Colpa delle radiazioni emesse, ed utilizzate per la connettività a distanza tra i vari apparecchi. Le stesse radiazioni, anche oggi rimangono oggetto di studio e vengono attentamente monitorate, visto e considerato come il mondo risulti ormai tappezzato, tra connessioni di ogni genere, da queste.

Eppure, oggi che il cellulare lo possiedono davvero tutti, le discussioni degli esperti su possibili danni a udito, sistema nervoso e quant’altro sembrerebbero aver perso ogni peso. Strategia?

Sarà, ma i dati che arrivano da alcuni ricercatori olandesi dicono questo: il cellulare non provoca alcun disturbo, di nessun genere, al corpo umano.

La ricerca è stata condotta, dagli studiosi, su oltre 420mila utenti, possessori di cellulare nel periodo compreso tra il 1982 e il 1995. Agli albori, quindi. E per loro, non è stato riscontrato nessun rischio aggiuntivo di leucemia, tumori al cervello, alle ghiandole salivari, agli occhi.

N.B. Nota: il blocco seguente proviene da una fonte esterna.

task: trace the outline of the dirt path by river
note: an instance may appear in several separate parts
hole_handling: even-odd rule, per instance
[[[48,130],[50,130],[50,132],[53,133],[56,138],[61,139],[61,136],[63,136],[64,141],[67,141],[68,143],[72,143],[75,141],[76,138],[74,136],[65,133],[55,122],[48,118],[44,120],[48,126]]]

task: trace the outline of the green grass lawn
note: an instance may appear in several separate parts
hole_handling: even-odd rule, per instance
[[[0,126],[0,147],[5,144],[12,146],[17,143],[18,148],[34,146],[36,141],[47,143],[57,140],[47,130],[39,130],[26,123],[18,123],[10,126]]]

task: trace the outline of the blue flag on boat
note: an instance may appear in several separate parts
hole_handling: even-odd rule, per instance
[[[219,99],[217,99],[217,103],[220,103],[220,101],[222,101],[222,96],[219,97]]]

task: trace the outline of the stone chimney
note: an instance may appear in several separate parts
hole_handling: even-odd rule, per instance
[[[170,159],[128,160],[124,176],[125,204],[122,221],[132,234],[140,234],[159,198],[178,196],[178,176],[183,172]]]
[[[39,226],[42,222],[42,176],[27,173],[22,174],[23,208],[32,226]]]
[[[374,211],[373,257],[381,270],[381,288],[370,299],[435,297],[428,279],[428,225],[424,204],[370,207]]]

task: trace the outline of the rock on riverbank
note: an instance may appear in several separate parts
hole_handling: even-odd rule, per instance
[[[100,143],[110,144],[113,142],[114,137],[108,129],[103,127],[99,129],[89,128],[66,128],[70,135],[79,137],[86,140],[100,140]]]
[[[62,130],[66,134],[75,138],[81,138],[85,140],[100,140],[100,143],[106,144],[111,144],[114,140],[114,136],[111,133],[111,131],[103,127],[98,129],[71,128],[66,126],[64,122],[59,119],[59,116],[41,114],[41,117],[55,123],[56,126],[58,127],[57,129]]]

Se alcuni tirano già da ora un sospiro di sollievo, qualche dubbio rimane. Innanzitutto l’attenzione va posta sul periodo interessato dalla ricerca: abbastanza ampio, ma comunque distante ben quattordici anni da noi. Quattordici anni in cui cellulari, connettività e tecnologia hanno portato a conclusione passi da gigante.

Ecco perchè l’attendibilità della ricerca rimane comunque vera a metà. La mole di radiazioni - e sulla nocività delle stesse non si discute - dagli anni ’90 ad oggi ha subito variazioni sostanziali, che non potranno non avere effetti negli anni. Se malefici o meno, comunque, non è ancora dato saperlo.

di Matteo Aldamonte


Ciak! on Facebook

  1. Agente Mangiariano on martedì 24, 2009

    Ammetti che le radiazioni hanno necessariamente degli effetti, però non sai dire se saranno malefici o meno. Un effetto può essere buono o cattivo, non neutro, altrimenti non sarebbe un effetto. Dunque: se non sai dire se gli effetti saranno negativi è perché ritieni possibili che possano essere anche positivi.
    Bhe, io non mi ci vedo proprio ad acquisire i superpoteri a forza di telefonare e dubito che possa capitare a qualcun altro.

    Il nostro organismo non è stato selezionato per resistere o avvantaggiarsi delle onde elettromagnetiche prodotte dai cellulari: potrà accadere tra milioni di anni, ma per il momento è solo un ulteriore stress che non può che far male.

  2. Matteo Aldamonte on martedì 24, 2009

    L’aver posto dei dubbi sulla ricerca proveniente dall’Olanda, in qualche modo, lascia intendere la linea di pensiero attorno alla tematica “radiazioni”. Sono d’accordo: non sono per noi, ed il nostro organismo non ce trae certo benefici.

    Il finale è comunque teso a bilanciare: vi sono dubbi, ma la ricerca olandese ed i suoi dati rimangono, ed hanno pertanto una loro autorevolezza, un ruolo nella discussione.

    Il mio “Se malefici o meno” non sta a significare “se ci faranno bene o male”, bensì “ci faranno male o non ci faranno nulla”, come sostengono in Olanda.